There are two forces that drive a customer’s buying decision: business reasons and personal motives. A successful sale depends on your ability to accurately identify the reason your customer has for buying and what he’s looking for in a vendor. If you fall short in either area, you are likely to lose the sale.
To understand these forces and how they relate to each other, it helps to imagine a business as a bicycle[1]. On a bicycle, the rear wheel is where the force that propels the bike forward is applied. The front wheel is the one that controls the bike’s direction.
In sales, your customer is a bike rider, and the wheels of his bike represent the reasons and motives behind his buying decision. The rear wheel is the business reasons that drive your customer to buy, i.e. his needs or desired outcome. The front wheel is the factor that determines the direction in which he will go - whether he buys from you or from someone else – and is usually determined by personal motives.
For sales success, it is critical to realize that the two cannot be separated. The sales rep who best understands and addresses both the business reasons and personal motives will be the one who wins.
The sales rep who fails to understand either wheel will find his customer steering in another direction.
In this two-part series, we’ll look at each wheel and the spokes that support them.
Part 1 - The rear wheel: understanding the business reasons
There are three business drivers behind most buying decisions: revenue, expenses, and risk. The goal of all businesses is to increase profits, survive, and grow. Profits are affected by three things, and thus customers buy your product or services for three primary and interrelated reasons.
Reason 1: to increase or protect revenue. Business leaders seek to increase revenue by hiring a marketing firm to improve their brand or image in the market place. They may purchase a product or service to improve sales productivity such as a CRM, a leads database, or sales training. They hire more sales reps or expand into new territories to increase revenue. New products or offerings are launched into the market place to increase revenue.

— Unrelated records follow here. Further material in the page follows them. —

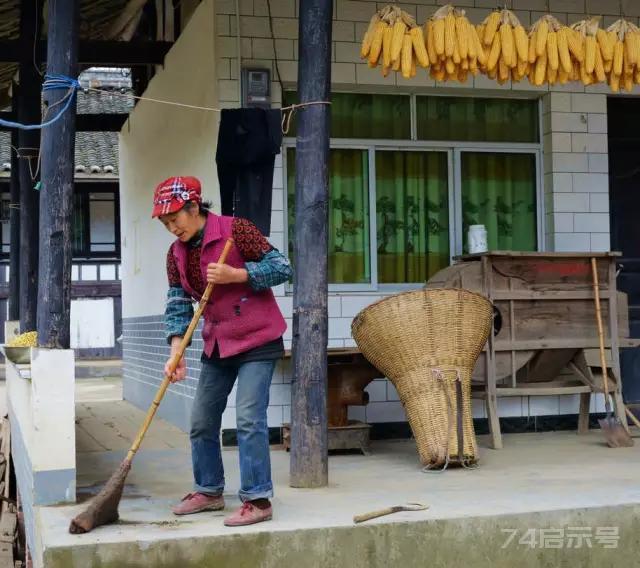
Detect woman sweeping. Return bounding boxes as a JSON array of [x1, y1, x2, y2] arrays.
[[153, 176, 291, 527]]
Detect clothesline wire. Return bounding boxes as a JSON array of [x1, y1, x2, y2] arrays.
[[84, 85, 331, 117], [1, 75, 330, 181]]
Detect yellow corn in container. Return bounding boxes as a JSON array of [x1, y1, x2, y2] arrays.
[[7, 331, 38, 347]]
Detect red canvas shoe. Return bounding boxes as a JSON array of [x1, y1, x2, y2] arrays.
[[224, 501, 273, 527], [171, 492, 225, 515]]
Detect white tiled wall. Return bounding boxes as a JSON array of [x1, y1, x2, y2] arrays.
[[543, 92, 612, 252], [211, 0, 638, 425]]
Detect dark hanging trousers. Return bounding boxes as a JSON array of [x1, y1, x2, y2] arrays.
[[216, 108, 282, 236]]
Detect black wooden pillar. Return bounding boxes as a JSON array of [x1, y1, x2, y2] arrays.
[[18, 0, 43, 332], [9, 115, 20, 322], [37, 0, 79, 348], [289, 0, 333, 488]]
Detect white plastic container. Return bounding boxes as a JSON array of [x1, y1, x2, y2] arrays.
[[468, 224, 488, 254]]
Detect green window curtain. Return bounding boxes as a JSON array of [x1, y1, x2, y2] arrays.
[[288, 148, 371, 284], [376, 151, 449, 283], [283, 92, 411, 139], [416, 97, 539, 143], [461, 152, 537, 252]]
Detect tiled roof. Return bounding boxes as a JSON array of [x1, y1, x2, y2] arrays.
[[0, 69, 134, 179], [0, 0, 141, 106]]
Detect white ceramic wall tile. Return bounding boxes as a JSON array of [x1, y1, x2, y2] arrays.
[[472, 399, 486, 419], [365, 401, 406, 423], [365, 380, 387, 403], [558, 394, 581, 414], [497, 397, 524, 417], [341, 296, 383, 318], [221, 407, 236, 429], [267, 405, 284, 427], [527, 396, 560, 417], [348, 405, 367, 422], [270, 383, 291, 406], [386, 382, 400, 402]]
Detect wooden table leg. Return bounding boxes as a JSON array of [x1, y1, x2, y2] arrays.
[[578, 392, 591, 434], [486, 392, 502, 449], [608, 259, 630, 434], [482, 256, 502, 449]]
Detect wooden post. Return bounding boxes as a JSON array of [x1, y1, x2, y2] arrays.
[[8, 113, 20, 322], [17, 0, 43, 332], [37, 0, 79, 348], [289, 0, 332, 488]]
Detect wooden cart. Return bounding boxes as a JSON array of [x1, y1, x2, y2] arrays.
[[427, 251, 638, 449]]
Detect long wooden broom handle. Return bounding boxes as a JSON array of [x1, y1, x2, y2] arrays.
[[591, 258, 611, 404], [626, 406, 640, 430], [126, 238, 235, 461]]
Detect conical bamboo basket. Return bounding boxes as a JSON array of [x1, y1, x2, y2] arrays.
[[351, 288, 492, 468]]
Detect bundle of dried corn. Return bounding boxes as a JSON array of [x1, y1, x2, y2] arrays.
[[560, 17, 609, 87], [360, 5, 428, 78], [478, 9, 529, 84], [425, 4, 486, 83], [525, 15, 583, 86], [605, 18, 640, 92]]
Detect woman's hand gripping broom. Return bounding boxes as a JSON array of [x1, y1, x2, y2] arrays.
[[69, 239, 234, 534]]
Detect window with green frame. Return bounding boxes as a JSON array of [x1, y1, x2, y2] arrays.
[[284, 92, 540, 287]]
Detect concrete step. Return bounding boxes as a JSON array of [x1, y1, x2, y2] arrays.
[[0, 358, 122, 379]]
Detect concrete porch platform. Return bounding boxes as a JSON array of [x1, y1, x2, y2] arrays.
[[37, 379, 640, 567]]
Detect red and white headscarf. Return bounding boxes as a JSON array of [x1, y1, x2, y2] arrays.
[[151, 176, 202, 218]]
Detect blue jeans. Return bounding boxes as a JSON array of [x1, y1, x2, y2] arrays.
[[190, 358, 275, 502]]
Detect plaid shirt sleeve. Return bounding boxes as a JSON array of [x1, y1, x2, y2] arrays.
[[245, 249, 292, 291], [165, 285, 194, 344]]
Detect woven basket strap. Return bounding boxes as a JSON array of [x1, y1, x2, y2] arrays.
[[455, 376, 464, 464], [432, 367, 469, 467]]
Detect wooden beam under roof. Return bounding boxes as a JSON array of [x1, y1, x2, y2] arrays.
[[0, 39, 172, 65]]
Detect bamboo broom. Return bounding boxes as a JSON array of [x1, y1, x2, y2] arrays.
[[69, 238, 234, 533]]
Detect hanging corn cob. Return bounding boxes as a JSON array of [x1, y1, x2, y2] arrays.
[[359, 5, 429, 78], [479, 9, 529, 84], [566, 17, 607, 87], [527, 15, 573, 86], [606, 18, 640, 92], [360, 5, 638, 90], [424, 4, 486, 84], [526, 15, 601, 87]]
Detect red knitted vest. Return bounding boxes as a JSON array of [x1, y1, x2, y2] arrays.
[[172, 213, 287, 358]]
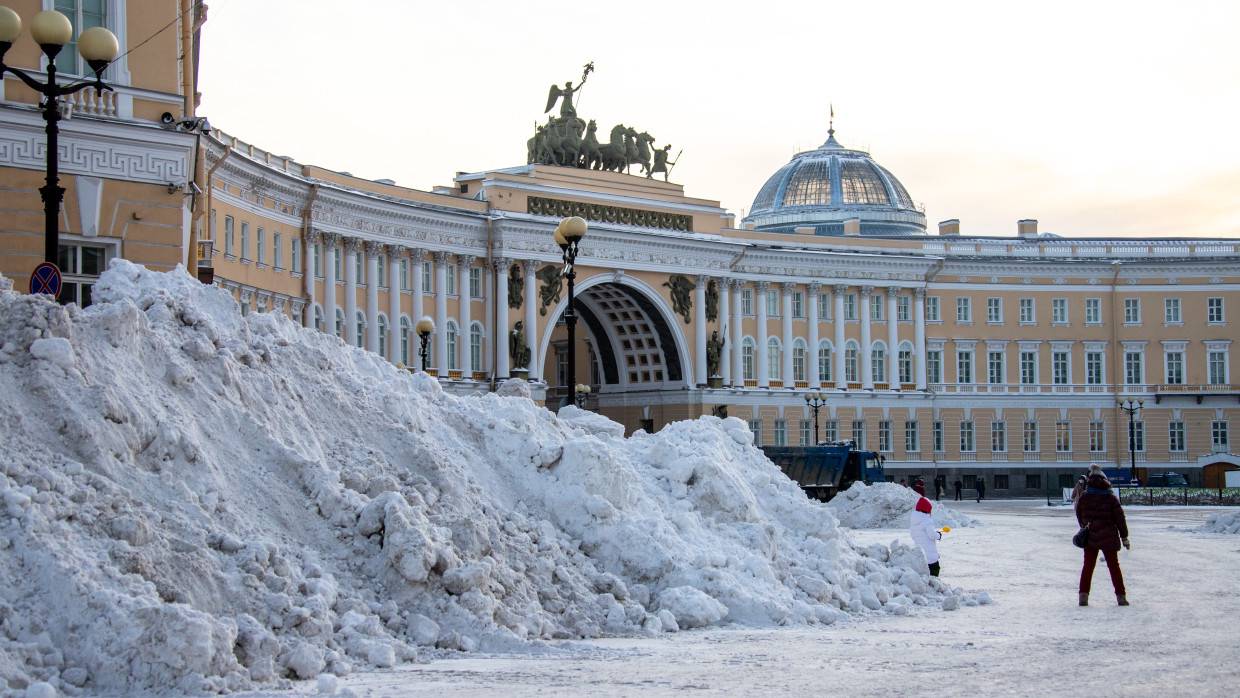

Leaders often protect revenue by buying their competition. Microsoft is one company who has done this several times to eliminate a superior software product; Microsoft buys the company and then either shelves the technology or integrates it into their own offerings. Companies will sell at a loss or even open non-productive territories to keep the competition from establishing a foothold. Non-compete contracts are required by employees to protect revenue.
Reason 2: to reduce or control expenses. Reducing expenses goes directly to the bottom line, increases profits, and may also allow funds to be redirected toward generating revenue. Companies may reduce expenses by changing health insurance plans, consolidating suppliers, or hiring consultants to improve productivity with fixed resources. Companies will also focus on keeping expenses flat, i.e. controlling expenses, by seeking greater efficiencies in operations and leveraging existing resources to a greater extent. Controlling expenses can enable a company to grow without increasing overhead.
I had a client whose sales were down, making the operational overhead expenses as a percentage of sales higher than he wanted, so he laid off several operations people to reduce their total overhead. When the Affordable Care Act hit, I know of several companies that totally restructured their healthcare plans, switching to new insurance companies with the goal of keeping health insurance expenses flat or controlling the growth of that expense.
Reason 3: to mitigate risk. Managing or offsetting risk is critical for business continuity. Companies take great care in putting measures in place to ensure they can continue to operate after a disaster or crisis disrupts business. Ensuring the protection of company data, intellectual or physical property, safety, the wellbeing of employees, and other key issues are all about mitigating risk, which is closely tied to reasons 1 and 2.
Offsite back up for data, or moving the data to the “cloud” is a common practice for reducing risk. Implementing wellness plans for employees encourages better health, which reduces the sick days and downtime. Safety programs reduce employee injuries, which affect productivity and increase expenses. Errors and Omissions, liability, fire and key man life insurance protects business continuity. Fences and locks on doors protect physical property from damage. All these are methods used to reduce risk, thereby protecting revenue and avoiding the expenses associated with these types of loss.
How to address your customer’s business reasons for buying
Since increasing or protecting revenue, reducing or controlling expenses, and reducing risk are the foundation of all buying decisions, your conversations should always be targeted to impacting these three areas. Buyers are communicating with you because they desire to achieve an outcome; therefore, all sales calls should be made with the goal of understanding the desired outcome and how it impacts your customer’s business drivers.
Here is a simple exercise you or your sales team can do to make sure you address these concerns. For each of your products/services, answer the three questions below and prepare examples or illustrative stories around each.
- How do my products/services help increase or protect revenue?
- How do my products/services reduce or control expenses?
- How do my products/services reduce risk to:
- People
- Data
- Business Continuity
- Finances
If you are a sales manager, a great way to do this with your team is to assign a product or service to each of your sales reps and have them complete the exercise. Then have a meeting where each person presents his/her responses and have group discussion to share ideas on how to refine and improve the talking points for that particular product/service.
Too many sales reps present features and benefits without ever understanding if or how their product or service impacts the customer in these areas. Those who identify needs, problems, and/or goals and work on tying their products and services to the buyer’s desired outcome are in much better position to earn the sale. And they typically do.
[1] Concept taken from a webinar by Wilson Learning.